Yesterday’s announcement that Apple had released a software product, Boot Camp, that would allow Windows XP to be loaded and run as a dual-boot component of a Intel-based Mac was amazing.  It wasn’t shocking though.

The experimenting community had figured out to put XP on a MacIntel a month or so ago — there was even a contest with a $14k prize to the first person to do it.  That created a stir, especially after the benchmarks came out that the MacIntel hardware was some of the fastest for running XP.

Why wouldn’t Apple try to capitalize on that?

So, the software is a public beta now, but will be included with the next major rev of OS X (code named Leopard), and while Apple will eventually support this piece, they will not take on supporting the XP that would be loaded on their hardware.  Fair enough.

Who wins here?  Well, everyone, I think. 

I was nervous about moving to Mac, as I had some Windows-only software that slowed my migration.  No more!  Just dual boot, and you’re ready, and without the performance penalties that Microsoft’s Virtual PC gives.  I like Virtual PC, and I run it on the Quad as I have plenty of leftover headroom, but I can’t imagine running that on a MacMini or some other G4 powered machine.  This solution helps solve that problem — admittedly, you have to have MacIntel hardware before this is an advantage.

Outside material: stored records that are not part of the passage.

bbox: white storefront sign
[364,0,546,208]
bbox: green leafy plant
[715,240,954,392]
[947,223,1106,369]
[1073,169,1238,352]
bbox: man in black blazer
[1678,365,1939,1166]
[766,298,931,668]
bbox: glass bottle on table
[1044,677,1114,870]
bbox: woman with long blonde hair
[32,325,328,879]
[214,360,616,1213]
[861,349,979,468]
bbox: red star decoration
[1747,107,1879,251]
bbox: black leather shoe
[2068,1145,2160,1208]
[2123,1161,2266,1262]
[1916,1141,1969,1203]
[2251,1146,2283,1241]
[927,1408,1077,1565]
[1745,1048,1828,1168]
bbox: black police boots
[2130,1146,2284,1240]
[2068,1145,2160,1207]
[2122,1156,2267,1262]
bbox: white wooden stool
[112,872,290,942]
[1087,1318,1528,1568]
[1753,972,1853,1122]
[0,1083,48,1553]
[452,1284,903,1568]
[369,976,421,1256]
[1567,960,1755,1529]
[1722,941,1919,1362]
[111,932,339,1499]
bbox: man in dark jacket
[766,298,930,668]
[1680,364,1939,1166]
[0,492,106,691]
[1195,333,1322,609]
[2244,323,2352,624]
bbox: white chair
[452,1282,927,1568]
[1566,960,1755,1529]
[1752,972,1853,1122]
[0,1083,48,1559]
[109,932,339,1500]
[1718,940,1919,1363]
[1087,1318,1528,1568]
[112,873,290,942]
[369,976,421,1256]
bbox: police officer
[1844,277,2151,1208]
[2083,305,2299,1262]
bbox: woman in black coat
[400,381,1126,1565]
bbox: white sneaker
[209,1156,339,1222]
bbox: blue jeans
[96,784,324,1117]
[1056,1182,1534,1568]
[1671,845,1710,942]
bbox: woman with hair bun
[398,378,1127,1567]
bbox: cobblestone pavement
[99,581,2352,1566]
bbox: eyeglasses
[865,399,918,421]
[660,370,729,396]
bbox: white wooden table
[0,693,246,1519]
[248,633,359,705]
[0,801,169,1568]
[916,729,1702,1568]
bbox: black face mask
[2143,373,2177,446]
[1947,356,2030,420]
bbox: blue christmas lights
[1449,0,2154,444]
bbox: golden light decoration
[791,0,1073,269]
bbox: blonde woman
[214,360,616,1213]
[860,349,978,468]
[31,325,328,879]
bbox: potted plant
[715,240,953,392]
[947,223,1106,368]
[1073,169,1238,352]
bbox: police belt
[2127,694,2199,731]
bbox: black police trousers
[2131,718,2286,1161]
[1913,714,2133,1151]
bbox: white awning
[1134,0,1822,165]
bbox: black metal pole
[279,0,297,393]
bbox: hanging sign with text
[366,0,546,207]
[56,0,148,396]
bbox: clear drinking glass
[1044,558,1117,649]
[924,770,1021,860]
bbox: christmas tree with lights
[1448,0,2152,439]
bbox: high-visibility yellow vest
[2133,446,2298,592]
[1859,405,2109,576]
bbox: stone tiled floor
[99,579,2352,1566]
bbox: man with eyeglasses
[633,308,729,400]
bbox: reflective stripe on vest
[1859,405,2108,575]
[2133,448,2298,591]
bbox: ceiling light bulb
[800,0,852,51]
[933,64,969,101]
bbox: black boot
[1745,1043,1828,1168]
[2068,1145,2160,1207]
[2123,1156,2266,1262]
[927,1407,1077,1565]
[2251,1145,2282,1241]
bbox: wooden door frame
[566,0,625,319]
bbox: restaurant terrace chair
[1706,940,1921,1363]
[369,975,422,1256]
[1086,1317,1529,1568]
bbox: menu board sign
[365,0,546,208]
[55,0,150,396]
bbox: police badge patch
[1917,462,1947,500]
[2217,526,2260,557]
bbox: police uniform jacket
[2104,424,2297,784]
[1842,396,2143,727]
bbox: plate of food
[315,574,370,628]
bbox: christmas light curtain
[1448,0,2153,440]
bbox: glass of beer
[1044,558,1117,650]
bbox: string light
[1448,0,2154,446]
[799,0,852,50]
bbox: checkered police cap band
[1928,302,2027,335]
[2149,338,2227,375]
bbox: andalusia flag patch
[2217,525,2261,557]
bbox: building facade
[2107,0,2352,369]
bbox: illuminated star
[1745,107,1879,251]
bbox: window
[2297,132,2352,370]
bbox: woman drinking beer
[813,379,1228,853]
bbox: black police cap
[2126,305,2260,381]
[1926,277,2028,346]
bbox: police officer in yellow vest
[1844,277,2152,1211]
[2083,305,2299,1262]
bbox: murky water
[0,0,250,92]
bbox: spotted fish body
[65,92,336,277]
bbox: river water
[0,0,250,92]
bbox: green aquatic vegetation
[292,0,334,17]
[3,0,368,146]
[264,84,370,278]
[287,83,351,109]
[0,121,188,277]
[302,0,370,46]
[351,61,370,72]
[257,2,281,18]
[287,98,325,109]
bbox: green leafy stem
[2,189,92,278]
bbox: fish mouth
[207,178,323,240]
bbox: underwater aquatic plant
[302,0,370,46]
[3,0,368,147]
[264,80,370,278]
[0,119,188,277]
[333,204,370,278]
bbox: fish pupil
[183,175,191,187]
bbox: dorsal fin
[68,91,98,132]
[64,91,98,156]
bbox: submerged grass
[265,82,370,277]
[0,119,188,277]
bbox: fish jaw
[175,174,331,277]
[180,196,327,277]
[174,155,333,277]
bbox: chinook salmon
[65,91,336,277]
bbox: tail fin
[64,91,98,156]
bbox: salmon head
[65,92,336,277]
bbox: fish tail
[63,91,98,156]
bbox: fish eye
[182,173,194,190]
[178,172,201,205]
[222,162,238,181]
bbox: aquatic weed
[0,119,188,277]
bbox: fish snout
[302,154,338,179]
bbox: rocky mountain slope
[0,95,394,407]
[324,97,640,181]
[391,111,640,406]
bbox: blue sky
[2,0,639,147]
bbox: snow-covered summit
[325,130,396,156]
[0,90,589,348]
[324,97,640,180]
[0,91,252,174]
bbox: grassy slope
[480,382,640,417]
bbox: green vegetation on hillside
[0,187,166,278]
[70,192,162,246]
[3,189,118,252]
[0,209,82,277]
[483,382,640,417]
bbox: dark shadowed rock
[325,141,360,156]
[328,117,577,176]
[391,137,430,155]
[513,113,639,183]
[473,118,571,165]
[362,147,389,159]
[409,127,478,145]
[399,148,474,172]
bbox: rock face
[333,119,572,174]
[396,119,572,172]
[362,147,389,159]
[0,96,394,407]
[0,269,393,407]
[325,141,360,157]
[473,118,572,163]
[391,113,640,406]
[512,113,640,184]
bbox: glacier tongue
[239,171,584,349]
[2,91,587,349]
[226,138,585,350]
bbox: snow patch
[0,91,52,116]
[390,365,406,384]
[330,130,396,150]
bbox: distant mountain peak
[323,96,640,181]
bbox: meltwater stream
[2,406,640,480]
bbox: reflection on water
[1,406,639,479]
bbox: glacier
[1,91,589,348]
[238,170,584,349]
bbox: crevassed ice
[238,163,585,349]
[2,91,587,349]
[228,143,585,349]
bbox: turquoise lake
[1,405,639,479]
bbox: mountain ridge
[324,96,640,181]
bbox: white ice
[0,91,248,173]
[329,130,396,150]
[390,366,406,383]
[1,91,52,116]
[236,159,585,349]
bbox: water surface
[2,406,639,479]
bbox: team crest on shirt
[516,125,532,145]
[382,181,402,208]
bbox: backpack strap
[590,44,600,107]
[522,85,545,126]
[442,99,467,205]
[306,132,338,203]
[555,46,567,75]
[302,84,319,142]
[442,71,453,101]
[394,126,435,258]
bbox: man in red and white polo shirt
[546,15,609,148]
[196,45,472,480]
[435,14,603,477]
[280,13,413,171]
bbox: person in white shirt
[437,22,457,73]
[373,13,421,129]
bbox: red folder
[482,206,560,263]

And, if you’re Microsoft, you sell more copies of XP.  That’s gotta please Redmond, and I wouldn’t be surprised if they were at least peripherally involved in helping this code come to life.

Lastly, the gamers will love it.  Esoteric hardware running really fast XP have been their thing, and this solution gives them the best of both worlds.  XP for gaming, and Mac OS X for everything else.

Now, I’ve been reading where some of the Mac folks think it’s the end of the world as we know it.  I don’t think I agree.  I think this opens up a lot of choices for MacIntel owners, and makes the delineation between the OS’s on this class of hardware a little less onerous.  Pick up any box on the software shelf, and you can run it.  Want best of breed software for a given application?  Pick it up and run it, no matter what OS it requires.  Want something that’s tuned a little better for one OS or the other?  Just box the box, and it’ll likely work.  That’s cool.

For me, and lots of other Photoshop users, this is a godsend.  Photoshop won’t be available in a Universal Binary until next year, and Photoshop CS2 under Rosetta is supposedly pretty bad.  In my case, that means I could pick up a MacBook Pro laptop, run both OS’s, and dual boot over to XP to run my old copy of Photoshop CS at a blazing speed until Adobe comes up with the Universal Binary version of Photoshop.  And for all those narrowly-focused photography tools that only run on Windows, now I can have them on that machine too.

I can see no downside to this.  After all, it’s not about OS religion, it’s about having the tools available to do the job at hand.  Boot Camp is like someone giving you another tool chest full of tools for some of those unique situations where you need them.  That’s a winner in my book!